Is the European Union beneficial to Europe?
The European Union is sometimes described as a super-state. It is often compared, with the U.S., to Canada or even Australia. Is the European Union beneficial to Europe? The European Union has one of the most stable economies in the world, yet there are many complaints that it is not keeping to its word and has not lived up to what was promised in the Maastricht Report. This can be attributed to the fact that, after the euphoria wore off, Europeans were disappointed that the Union’s promise of increased economic growth did not materialize.
It should be noted, though, that the European Union is not a perfect institution by any stretch of the imagination. No government can promise absolute prosperity. It can only promise prosperity on a condition that the laws, rules and principles of the EU are complied with. If those rules and principles are not observed, then the EU is guilty of failure, just like every other government-sponsored organization. This makes the EU no more than a political vehicle that some nations use to gain global popularity and increase their influence around the world.
So, is the EU itself successful? On the positive side, the EU has played an important role in world affairs. The Union’s decision-making process is generally followed by parleying between member countries so there are checks and balances in place. There is also a system of taxation which ensures that the European Union is able to deliver high levels of output while at the same time reaping the appropriate amount of taxation from its citizens. Finally, the Union has the backing of most leading governments worldwide which, collectively, ensure that it is able to protect its values and maintain the integrity of the Treaties.
However, is the EU itself successful? Eurozone countries have an interest in the EU not only because they would gain a favorable gain in trading partners, but they also have an interest in preserving the integrity of the Single Market.

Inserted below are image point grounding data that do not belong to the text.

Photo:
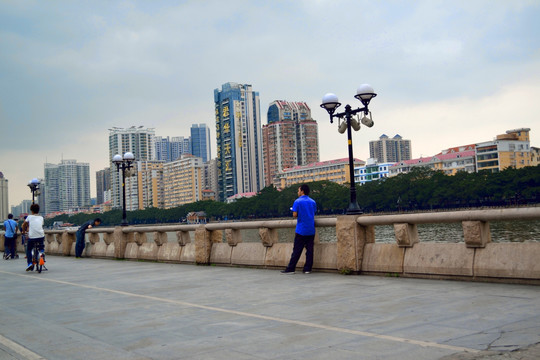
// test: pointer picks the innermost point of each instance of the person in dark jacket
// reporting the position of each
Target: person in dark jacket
(81, 233)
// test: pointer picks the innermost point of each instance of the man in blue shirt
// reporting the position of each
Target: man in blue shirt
(10, 243)
(80, 236)
(304, 209)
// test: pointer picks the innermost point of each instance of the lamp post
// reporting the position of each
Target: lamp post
(34, 188)
(124, 163)
(330, 102)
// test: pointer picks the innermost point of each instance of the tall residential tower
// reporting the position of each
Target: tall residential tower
(386, 150)
(289, 139)
(239, 140)
(200, 141)
(139, 141)
(67, 186)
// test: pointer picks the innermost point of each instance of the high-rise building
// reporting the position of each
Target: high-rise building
(239, 140)
(137, 140)
(185, 181)
(170, 149)
(386, 150)
(333, 170)
(4, 201)
(149, 178)
(200, 141)
(289, 139)
(103, 183)
(507, 150)
(66, 186)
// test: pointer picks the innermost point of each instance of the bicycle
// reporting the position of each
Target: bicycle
(38, 259)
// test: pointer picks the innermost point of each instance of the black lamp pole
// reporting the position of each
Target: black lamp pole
(330, 102)
(124, 163)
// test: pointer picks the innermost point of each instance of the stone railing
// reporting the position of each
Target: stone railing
(354, 251)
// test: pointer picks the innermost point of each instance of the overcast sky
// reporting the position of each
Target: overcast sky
(447, 73)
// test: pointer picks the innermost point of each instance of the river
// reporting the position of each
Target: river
(501, 231)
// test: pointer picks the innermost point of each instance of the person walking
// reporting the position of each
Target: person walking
(81, 233)
(10, 236)
(23, 237)
(33, 225)
(304, 209)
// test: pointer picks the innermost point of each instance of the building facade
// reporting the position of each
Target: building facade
(386, 150)
(149, 177)
(22, 208)
(239, 140)
(333, 170)
(184, 179)
(289, 139)
(139, 141)
(200, 141)
(66, 187)
(371, 171)
(449, 161)
(170, 149)
(507, 150)
(4, 200)
(103, 184)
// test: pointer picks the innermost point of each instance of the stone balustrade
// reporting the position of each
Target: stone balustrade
(354, 251)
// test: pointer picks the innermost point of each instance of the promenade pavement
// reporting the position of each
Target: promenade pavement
(108, 309)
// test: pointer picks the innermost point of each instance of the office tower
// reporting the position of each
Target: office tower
(333, 170)
(66, 186)
(200, 141)
(22, 208)
(103, 183)
(386, 150)
(4, 201)
(184, 179)
(211, 176)
(149, 177)
(170, 149)
(239, 140)
(289, 139)
(137, 140)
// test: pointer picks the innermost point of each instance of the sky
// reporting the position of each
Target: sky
(446, 73)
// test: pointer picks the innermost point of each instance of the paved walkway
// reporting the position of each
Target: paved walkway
(106, 309)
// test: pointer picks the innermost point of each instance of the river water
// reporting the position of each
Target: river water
(501, 231)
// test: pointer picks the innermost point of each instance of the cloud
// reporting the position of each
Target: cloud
(444, 72)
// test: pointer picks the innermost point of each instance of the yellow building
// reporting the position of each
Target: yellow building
(184, 181)
(150, 184)
(507, 150)
(333, 170)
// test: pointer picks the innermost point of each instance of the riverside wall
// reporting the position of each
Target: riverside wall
(355, 250)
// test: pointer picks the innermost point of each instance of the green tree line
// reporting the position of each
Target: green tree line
(420, 189)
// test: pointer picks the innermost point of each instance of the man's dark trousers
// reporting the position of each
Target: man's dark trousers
(301, 242)
(10, 246)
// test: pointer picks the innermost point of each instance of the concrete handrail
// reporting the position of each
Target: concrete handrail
(532, 213)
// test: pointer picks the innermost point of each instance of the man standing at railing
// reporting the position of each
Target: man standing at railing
(304, 209)
(81, 234)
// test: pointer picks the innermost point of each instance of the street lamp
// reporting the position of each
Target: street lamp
(34, 188)
(124, 163)
(330, 102)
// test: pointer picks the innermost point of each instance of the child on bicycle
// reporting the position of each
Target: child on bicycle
(34, 226)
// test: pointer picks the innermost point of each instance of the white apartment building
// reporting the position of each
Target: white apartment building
(184, 181)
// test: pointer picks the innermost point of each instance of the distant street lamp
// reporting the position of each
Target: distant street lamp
(330, 102)
(124, 163)
(34, 188)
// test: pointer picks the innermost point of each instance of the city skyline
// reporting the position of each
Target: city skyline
(445, 76)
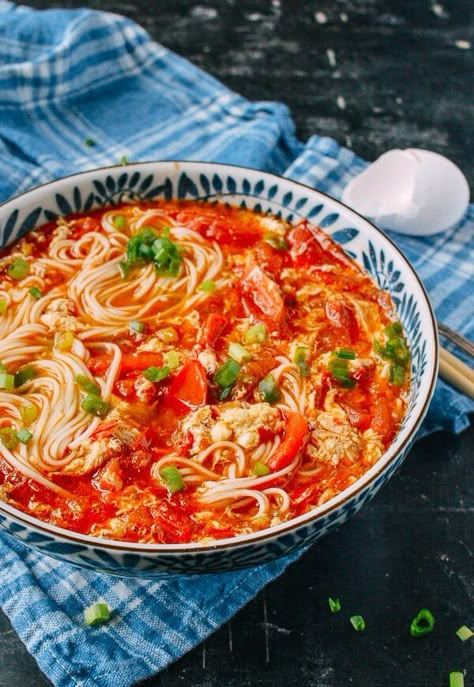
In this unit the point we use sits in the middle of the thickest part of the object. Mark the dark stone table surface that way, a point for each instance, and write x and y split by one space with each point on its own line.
374 75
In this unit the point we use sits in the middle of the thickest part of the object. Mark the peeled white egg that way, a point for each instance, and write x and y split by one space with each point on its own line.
411 191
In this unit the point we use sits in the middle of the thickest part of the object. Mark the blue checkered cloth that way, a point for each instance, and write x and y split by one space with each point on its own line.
66 76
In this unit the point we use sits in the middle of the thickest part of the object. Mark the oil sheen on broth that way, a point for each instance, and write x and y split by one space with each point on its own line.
179 371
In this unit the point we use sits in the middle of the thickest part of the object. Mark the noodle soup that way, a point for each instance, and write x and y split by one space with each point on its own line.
177 372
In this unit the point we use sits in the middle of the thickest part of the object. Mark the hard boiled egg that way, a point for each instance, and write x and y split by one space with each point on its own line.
411 191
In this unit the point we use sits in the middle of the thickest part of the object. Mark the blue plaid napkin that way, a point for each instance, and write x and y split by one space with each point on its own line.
67 76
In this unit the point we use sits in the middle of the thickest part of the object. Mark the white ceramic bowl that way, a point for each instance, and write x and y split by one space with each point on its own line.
292 201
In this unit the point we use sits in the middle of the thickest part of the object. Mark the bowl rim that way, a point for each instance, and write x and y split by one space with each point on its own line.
387 459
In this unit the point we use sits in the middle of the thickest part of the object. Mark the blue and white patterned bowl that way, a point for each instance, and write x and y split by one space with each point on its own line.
292 201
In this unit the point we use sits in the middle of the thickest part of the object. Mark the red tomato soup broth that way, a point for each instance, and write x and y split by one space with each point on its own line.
184 372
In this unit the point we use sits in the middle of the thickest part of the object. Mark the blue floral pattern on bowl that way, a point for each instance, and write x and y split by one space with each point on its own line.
291 201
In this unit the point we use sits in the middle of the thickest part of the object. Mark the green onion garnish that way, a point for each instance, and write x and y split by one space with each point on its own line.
119 222
171 359
87 385
422 623
138 327
208 286
276 241
256 334
35 292
346 354
156 374
171 478
97 613
25 375
464 633
227 374
358 623
24 435
260 469
8 438
94 405
28 414
456 679
7 381
239 353
18 269
269 390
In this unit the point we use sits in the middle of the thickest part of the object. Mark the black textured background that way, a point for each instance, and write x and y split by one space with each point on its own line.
404 71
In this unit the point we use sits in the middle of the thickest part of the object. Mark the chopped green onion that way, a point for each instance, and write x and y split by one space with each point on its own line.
393 329
8 438
25 375
35 292
167 335
156 374
28 414
239 353
269 390
464 633
346 354
256 334
276 241
358 623
138 327
171 359
397 374
64 341
260 469
7 381
119 222
171 478
208 286
24 435
422 623
94 405
18 269
456 679
87 385
97 613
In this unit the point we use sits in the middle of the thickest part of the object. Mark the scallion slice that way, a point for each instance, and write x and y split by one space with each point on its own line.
256 334
260 469
239 353
227 374
19 269
24 435
171 478
138 327
7 381
94 405
97 613
464 633
269 389
208 286
456 679
26 374
156 374
35 292
422 624
8 438
358 623
87 385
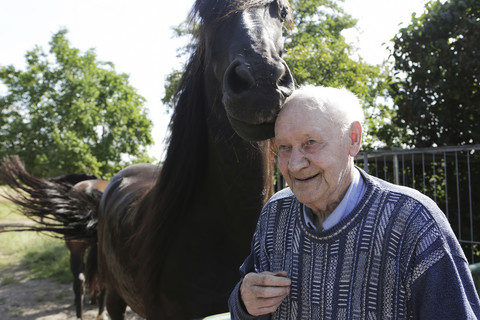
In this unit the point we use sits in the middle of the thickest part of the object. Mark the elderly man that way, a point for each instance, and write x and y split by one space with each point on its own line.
341 244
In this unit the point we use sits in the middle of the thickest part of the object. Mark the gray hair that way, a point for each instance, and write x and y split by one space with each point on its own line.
340 105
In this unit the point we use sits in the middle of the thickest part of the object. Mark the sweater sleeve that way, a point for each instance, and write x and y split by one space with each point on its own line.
235 304
445 291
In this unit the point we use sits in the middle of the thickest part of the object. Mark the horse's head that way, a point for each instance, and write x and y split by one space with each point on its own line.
243 50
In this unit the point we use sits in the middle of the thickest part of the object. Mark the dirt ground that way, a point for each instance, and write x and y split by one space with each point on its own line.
21 298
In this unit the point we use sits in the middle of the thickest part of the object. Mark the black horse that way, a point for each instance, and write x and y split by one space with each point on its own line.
38 198
171 239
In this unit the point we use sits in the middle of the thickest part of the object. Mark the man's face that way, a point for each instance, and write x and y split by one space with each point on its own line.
313 154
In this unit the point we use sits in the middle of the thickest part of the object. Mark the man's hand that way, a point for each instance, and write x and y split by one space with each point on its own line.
263 292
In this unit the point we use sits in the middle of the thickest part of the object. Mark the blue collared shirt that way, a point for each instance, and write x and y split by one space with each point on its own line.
355 192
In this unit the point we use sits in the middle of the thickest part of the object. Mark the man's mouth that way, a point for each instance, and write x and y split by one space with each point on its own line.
308 178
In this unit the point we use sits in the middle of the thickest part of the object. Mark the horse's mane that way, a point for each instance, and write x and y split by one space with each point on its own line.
183 170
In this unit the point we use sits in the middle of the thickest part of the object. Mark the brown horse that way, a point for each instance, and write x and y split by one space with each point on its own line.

Each country benefits in the Single Market with low-importing nations gaining the most while other countries, which are better off in terms of economic development, benefit through increased exports. The Euro as a monetary unit has facilitated this process as well, but the impact has been lessened due to the presence of other currencies. In the end, the Single Market continues to be affected by inter-country competition and the Eurozone as a monetary union will continue to lose ground to developing nations.

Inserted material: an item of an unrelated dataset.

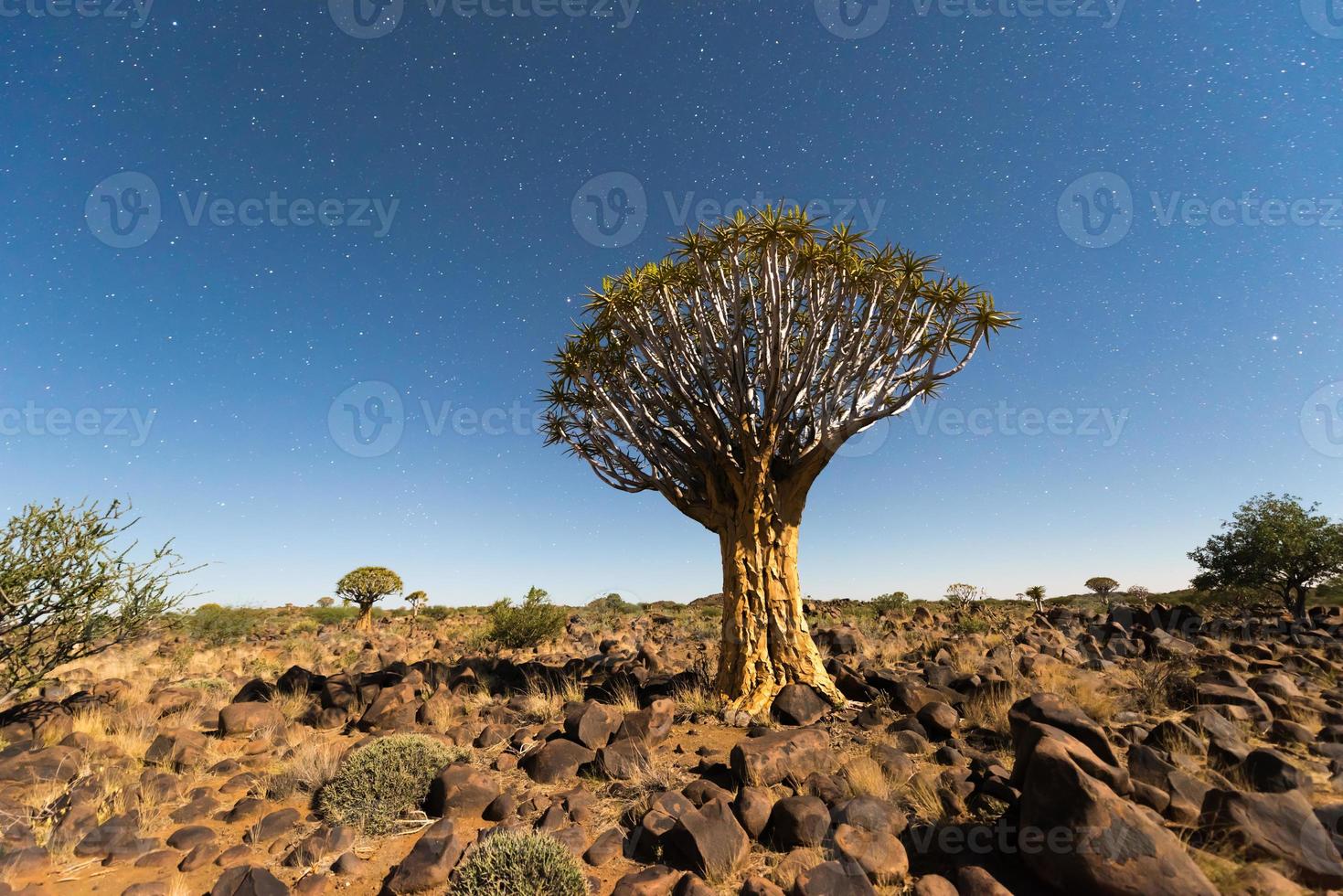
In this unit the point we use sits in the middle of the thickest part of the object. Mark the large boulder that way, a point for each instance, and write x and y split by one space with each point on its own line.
708 840
240 719
781 755
1093 840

Is the EU beneficial to the EU’s single currency holders? In general, the Euro remains to be the most valuable currency pair in the world today. While other currencies may become more valuable over time, the Euro is stable and thus, most traders prefer the Euro as a main currency pair. However, as forex trading continues to develop, investors may shift their attention towards other currencies. Thus, the stability of the Euro will become a question which will surface at some point.
Is the Euro beneficial to a country in transition? Although growth is possible in any country, a country that experiences significant political or economic turmoil will most likely experience slower economic growth. Trans-Saharan Africa is an example of this phenomenon. Most nations have experienced rapid economic growth in the past, but some have struggled with security issues, corruption, and other problems.

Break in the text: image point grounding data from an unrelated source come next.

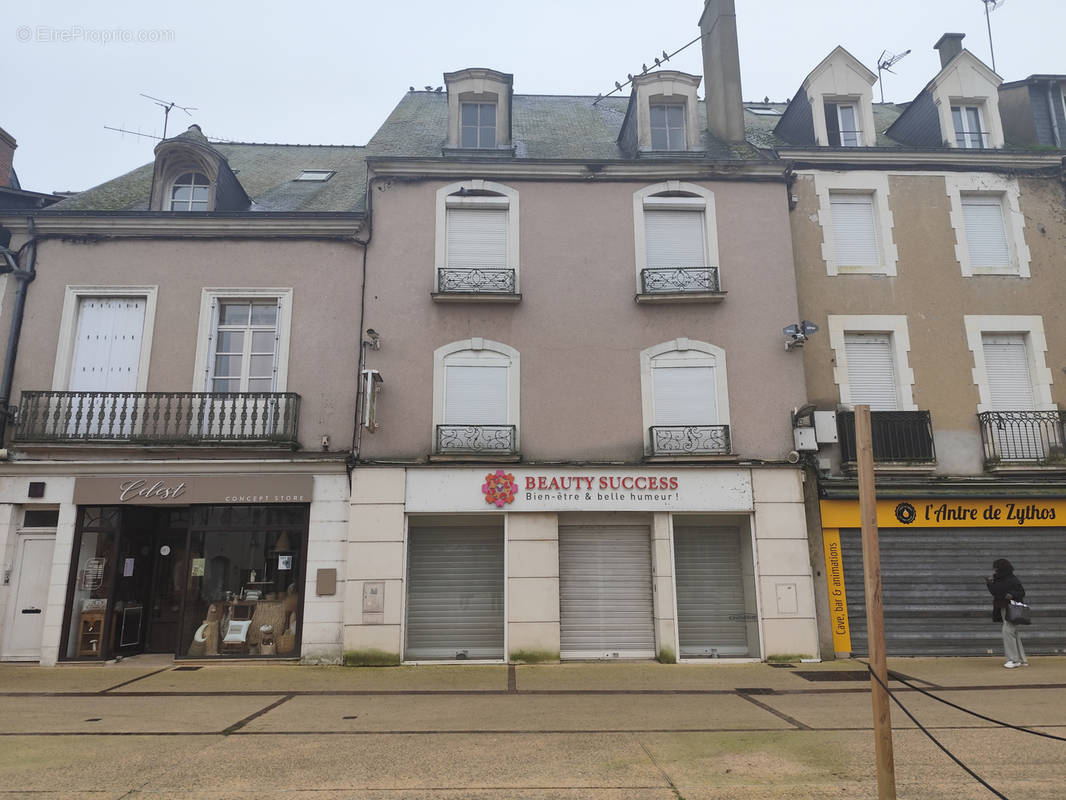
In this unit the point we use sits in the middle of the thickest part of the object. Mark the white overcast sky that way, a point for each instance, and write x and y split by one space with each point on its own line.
318 73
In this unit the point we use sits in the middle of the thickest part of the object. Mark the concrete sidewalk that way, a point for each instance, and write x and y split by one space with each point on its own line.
156 730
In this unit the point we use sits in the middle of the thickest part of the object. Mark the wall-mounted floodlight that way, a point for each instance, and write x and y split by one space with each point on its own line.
797 333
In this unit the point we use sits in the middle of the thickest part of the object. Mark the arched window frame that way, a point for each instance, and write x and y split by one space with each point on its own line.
691 353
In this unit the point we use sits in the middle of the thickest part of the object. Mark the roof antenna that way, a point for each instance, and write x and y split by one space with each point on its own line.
886 62
166 106
991 5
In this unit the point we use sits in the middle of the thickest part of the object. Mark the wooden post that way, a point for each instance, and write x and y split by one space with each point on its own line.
875 619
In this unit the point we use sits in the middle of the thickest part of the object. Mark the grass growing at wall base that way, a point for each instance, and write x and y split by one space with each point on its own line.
533 656
370 657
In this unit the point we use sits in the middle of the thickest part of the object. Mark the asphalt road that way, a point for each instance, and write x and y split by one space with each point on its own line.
151 730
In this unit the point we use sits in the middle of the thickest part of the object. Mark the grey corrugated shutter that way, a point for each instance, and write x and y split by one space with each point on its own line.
684 396
475 395
985 233
477 237
871 370
604 590
934 595
855 230
675 238
454 593
1006 364
711 608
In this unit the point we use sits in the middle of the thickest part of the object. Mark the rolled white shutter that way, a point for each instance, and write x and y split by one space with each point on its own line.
675 238
604 592
454 593
871 370
475 395
478 237
1006 364
684 396
855 230
985 233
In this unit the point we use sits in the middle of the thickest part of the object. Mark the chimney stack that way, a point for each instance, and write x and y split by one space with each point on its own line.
950 45
725 106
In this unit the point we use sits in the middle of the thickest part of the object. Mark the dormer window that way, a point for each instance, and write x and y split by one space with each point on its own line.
969 131
478 125
667 127
842 124
190 192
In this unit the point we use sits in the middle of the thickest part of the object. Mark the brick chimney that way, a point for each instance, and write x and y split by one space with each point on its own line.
950 45
6 158
725 108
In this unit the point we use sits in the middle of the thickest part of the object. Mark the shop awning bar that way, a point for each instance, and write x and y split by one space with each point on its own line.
164 417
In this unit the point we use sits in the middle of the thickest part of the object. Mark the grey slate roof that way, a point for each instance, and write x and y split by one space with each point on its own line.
267 172
545 127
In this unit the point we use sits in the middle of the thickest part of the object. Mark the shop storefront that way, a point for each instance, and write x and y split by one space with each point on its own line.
457 563
196 566
934 556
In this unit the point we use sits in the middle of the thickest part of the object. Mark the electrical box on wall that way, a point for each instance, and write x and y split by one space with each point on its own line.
825 427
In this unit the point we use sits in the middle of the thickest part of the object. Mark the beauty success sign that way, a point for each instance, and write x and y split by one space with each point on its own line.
515 490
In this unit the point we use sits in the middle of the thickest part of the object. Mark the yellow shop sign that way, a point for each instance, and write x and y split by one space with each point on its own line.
949 513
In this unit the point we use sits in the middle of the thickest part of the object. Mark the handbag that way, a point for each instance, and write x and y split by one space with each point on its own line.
1017 613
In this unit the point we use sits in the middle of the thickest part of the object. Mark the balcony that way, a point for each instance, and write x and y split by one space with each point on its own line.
480 284
475 440
1023 437
158 417
899 436
682 441
680 285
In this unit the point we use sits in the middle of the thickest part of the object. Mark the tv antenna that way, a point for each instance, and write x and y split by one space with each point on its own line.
991 5
885 63
167 106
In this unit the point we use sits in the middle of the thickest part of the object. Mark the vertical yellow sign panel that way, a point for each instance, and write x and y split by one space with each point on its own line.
838 597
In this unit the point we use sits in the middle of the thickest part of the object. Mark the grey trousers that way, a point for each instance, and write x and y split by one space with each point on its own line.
1012 642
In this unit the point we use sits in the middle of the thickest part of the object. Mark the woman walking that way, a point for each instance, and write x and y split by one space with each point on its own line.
1004 587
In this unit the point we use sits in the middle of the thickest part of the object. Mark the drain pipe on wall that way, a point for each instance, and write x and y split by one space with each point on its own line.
25 277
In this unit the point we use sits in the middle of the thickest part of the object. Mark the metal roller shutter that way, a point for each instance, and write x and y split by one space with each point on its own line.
454 593
604 589
935 598
711 617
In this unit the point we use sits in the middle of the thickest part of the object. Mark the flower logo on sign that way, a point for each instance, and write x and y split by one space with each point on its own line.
499 489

Is the Euro beneficial to an investor who wants to speculate on emerging European countries? Although a lot of technical analysis exists on how a currency can fluctuate in relation to other currencies, there is no known way to predict where it will go next. This is why investing in emerging European countries, like the United Kingdom, or the Netherlands, is highly beneficial to an investor. Both of these countries enjoy great economic strength and a stable government that do not change quickly.
Is the Euro harmful to a country’s economy? When looking at the long-term impact of the Euro, it is hard to see a negative aspect to this currency. Economists around the world believe that it will help all European countries economically as long as the Euro is allowed to float freely in international markets. If a country’s monetary policy is controlled by a country that does not enjoy sufficient political stability or the ability to make high interest rates, then it could do more harm than good to an economy. If investors trust the European Union’s ability to maintain its position as a world leader, then the Euro might be beneficial to a certain extent.